When she married my father, she had nothing. She may have dressed in fancy clothes, talked like she had traveled the world, and had expensive taste, but she didn’t come from money or have any when she married my father. She was his secretary, that’s how they met, and I don’t even really know if my dad was having an affair with her when my mother was still alive.
“Your father and I were married. What was his became mine.”
“That still doesn’t explain to me why you kept me from my grandmother, why you told me she was dead when she was very much alive.”
“Your father wouldn’t have wanted you living with that woman or in that town.”
“You don’t know that,” I respond quietly.
She sits up a little taller. “I do, and I did what I had to do in order to honor his wishes. I knew if she told you she wanted you to move to Tennessee after your dad died that you would have gone. You would have gone there, dropped out of school, and ended up pregnant, living in a trailer with five kids and a husband who stepped out on you every chance he got. I saved you from that life.”
“Are you insane?” I ask, wanting to reach across the table and wrap my hands around her slim throat.
“Your father told me all about that place. He told me how much he hated it.”
“He never hated it. He fell in love with my mom in that town.”
“And he wished he wouldn’t have,” she says like she’s telling me what color the sky is or where she bought her shoes.

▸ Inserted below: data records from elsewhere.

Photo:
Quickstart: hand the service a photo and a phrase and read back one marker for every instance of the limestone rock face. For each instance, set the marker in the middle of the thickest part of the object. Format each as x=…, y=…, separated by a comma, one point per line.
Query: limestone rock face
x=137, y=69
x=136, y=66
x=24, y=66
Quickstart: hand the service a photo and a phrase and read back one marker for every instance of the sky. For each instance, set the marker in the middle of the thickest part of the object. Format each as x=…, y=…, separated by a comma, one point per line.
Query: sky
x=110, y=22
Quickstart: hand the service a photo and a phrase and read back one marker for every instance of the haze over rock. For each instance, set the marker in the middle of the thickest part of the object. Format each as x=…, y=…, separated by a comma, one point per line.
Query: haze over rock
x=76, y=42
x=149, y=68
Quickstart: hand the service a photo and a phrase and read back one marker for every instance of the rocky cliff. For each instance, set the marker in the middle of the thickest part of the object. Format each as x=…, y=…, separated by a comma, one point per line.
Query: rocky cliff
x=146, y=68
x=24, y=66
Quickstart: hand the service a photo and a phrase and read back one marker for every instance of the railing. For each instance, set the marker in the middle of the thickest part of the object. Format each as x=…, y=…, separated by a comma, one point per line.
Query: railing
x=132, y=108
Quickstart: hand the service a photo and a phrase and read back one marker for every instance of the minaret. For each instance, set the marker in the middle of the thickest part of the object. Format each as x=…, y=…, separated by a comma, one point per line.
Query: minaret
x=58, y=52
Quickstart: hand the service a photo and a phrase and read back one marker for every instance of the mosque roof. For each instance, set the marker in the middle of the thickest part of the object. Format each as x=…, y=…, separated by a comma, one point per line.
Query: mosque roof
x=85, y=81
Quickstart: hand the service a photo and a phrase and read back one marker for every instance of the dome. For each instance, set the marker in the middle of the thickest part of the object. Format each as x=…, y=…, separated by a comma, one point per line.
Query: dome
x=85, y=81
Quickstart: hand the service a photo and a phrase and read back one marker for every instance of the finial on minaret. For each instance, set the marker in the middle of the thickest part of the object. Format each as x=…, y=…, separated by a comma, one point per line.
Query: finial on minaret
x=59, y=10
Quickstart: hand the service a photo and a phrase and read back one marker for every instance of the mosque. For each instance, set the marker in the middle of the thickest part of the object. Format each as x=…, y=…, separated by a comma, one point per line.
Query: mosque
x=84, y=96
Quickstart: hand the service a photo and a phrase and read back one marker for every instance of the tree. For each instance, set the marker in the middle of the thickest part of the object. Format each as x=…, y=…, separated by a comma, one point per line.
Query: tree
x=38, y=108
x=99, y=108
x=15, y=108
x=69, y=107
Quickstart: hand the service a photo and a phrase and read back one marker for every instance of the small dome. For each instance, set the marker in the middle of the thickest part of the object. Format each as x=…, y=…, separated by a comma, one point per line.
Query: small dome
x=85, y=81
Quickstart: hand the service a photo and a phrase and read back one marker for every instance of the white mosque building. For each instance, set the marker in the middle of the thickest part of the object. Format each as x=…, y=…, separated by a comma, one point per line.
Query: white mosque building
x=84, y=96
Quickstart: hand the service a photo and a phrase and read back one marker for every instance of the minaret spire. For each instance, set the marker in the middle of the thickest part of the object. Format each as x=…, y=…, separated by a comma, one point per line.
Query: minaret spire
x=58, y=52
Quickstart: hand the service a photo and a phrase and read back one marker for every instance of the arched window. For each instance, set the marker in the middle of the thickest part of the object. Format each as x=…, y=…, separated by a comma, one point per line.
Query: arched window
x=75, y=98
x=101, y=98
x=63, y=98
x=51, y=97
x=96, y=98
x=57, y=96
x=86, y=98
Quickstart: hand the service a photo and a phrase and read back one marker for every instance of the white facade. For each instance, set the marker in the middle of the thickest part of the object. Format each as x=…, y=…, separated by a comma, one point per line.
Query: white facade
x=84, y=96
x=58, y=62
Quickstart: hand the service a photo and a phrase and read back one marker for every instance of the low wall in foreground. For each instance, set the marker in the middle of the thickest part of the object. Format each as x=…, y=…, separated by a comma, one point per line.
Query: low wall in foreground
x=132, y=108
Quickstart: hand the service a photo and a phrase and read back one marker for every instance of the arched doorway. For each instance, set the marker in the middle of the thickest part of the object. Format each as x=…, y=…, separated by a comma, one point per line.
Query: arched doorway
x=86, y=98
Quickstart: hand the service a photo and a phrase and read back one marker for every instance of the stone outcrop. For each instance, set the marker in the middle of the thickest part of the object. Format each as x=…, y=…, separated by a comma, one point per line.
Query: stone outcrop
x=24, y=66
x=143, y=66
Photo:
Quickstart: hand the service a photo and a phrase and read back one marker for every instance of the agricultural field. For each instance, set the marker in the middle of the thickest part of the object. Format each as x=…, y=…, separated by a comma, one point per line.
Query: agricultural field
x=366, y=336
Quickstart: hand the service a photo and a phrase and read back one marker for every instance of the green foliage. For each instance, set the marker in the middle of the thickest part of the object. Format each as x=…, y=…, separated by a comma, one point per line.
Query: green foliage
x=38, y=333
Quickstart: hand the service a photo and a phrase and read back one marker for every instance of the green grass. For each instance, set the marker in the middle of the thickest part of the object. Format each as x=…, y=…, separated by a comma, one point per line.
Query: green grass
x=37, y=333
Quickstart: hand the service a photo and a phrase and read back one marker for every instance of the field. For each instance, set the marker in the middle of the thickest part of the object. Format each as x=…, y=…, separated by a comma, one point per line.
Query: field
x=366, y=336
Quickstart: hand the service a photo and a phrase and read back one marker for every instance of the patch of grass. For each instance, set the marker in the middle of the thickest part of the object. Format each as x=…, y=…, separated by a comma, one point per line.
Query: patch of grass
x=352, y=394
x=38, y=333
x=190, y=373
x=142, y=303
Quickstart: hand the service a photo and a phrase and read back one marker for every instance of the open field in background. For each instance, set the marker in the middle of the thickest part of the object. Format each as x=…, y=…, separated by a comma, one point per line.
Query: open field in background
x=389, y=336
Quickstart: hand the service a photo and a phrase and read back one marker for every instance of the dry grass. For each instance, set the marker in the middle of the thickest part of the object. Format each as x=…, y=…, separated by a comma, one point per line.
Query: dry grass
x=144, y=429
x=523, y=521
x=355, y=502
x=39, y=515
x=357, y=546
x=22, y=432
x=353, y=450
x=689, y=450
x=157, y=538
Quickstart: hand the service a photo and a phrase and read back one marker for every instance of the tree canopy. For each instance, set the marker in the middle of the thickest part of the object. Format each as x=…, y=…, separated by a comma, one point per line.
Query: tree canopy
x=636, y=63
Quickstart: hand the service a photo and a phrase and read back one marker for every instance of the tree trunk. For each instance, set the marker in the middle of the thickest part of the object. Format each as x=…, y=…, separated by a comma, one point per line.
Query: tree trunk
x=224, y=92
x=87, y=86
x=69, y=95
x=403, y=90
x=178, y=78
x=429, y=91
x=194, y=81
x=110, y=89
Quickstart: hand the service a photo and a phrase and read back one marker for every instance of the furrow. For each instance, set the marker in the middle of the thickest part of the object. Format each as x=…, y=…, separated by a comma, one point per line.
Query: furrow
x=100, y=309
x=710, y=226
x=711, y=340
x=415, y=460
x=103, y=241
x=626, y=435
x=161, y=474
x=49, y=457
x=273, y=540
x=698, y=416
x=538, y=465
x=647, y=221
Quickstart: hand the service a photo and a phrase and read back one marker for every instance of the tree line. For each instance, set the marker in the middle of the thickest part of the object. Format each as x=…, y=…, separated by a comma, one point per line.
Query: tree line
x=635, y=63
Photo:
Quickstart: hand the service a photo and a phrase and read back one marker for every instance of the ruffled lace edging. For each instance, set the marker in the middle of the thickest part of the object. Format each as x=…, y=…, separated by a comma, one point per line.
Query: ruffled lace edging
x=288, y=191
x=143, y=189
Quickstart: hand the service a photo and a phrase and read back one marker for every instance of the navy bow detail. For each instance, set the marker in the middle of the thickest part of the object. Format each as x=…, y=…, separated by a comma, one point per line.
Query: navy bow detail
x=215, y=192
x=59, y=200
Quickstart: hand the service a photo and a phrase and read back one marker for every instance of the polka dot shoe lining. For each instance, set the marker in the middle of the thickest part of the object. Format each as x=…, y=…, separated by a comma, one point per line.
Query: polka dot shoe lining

The statement is casual, but the pain it leaves behind is devastating, because I know she’s telling the truth. I overheard my father say more than once after my mother’s death that he wished he hadn’t fallen in love with my mom. I thought it was because he didn’t think he could push past the pain of losing her after she was gone, but maybe it was something else. Maybe he never really loved her at all.
“I don’t want to fight with you, Gia,” she sighs, rubbing her forehead like talking to me is too much for her to handle.
“I’m leaving town in a couple days. My grandma needs me. I don’t know when I’ll be back.”
“You’re an adult now. You can do what you like. I can’t stop you.” She waves my statement away like it means nothing to her. Like I mean nothing to her.
It shouldn’t hurt but it still does.
“Right.” I push back from the table and stand. I don’t look at her as I walk away; I’m too focused on staying upright. My legs shake as I head through the crowded restaurant toward the door, but surprisingly I make it out to my car without falling to my knees in the parking lot. Once I’m in my Jeep and behind the wheel, I close my eyes and drop my head back to the headrest behind me. I wish my mom were here to give me advice and tell me everything is going to be okay, and I wish my dad were here so I could yell at him and tell him what an asshole he is for leaving me with that bitch.
“Pull it together, Gia. You’ve got shit to do,” I whisper to myself.
Opening my eyes I start up my car and head home. As I pull into the driveway at my house thirty minutes later, I smile when I see my best friend has already made it home. Shutting down the engine, I grab my bag then get out and slam the door, making sure to set the alarm so my Jeep doesn’t get jacked, which has happened in the past. I live in an okay neighborhood, but crime happens all the time around here, especially car thefts.
“Took you long enough to get here,” my best friend since childhood, Natasha, greets me, holding open the screen door to our place with one hand, while holding a glass of wine in the other. Looking at her, I know she’s been home for a while, since she’s already taken off her makeup, put her ash-blonde hair up in a bun, and switched out her work clothes for sweats and a baggy hoodie.
“I went and met up with Colleen,” I say, walking past her and taking the glass of wine from her hand as I go.
“Yeah, what did the fish have to say about all of this?” she asks, using the nickname she gave Colleen after she got her lips done when we were twelve.
“She said she saved me from having five kids and a husband that cheats on me.”
“Shut the fuck up. She did not,” she growls, going to the fridge and grabbing the bottle of wine.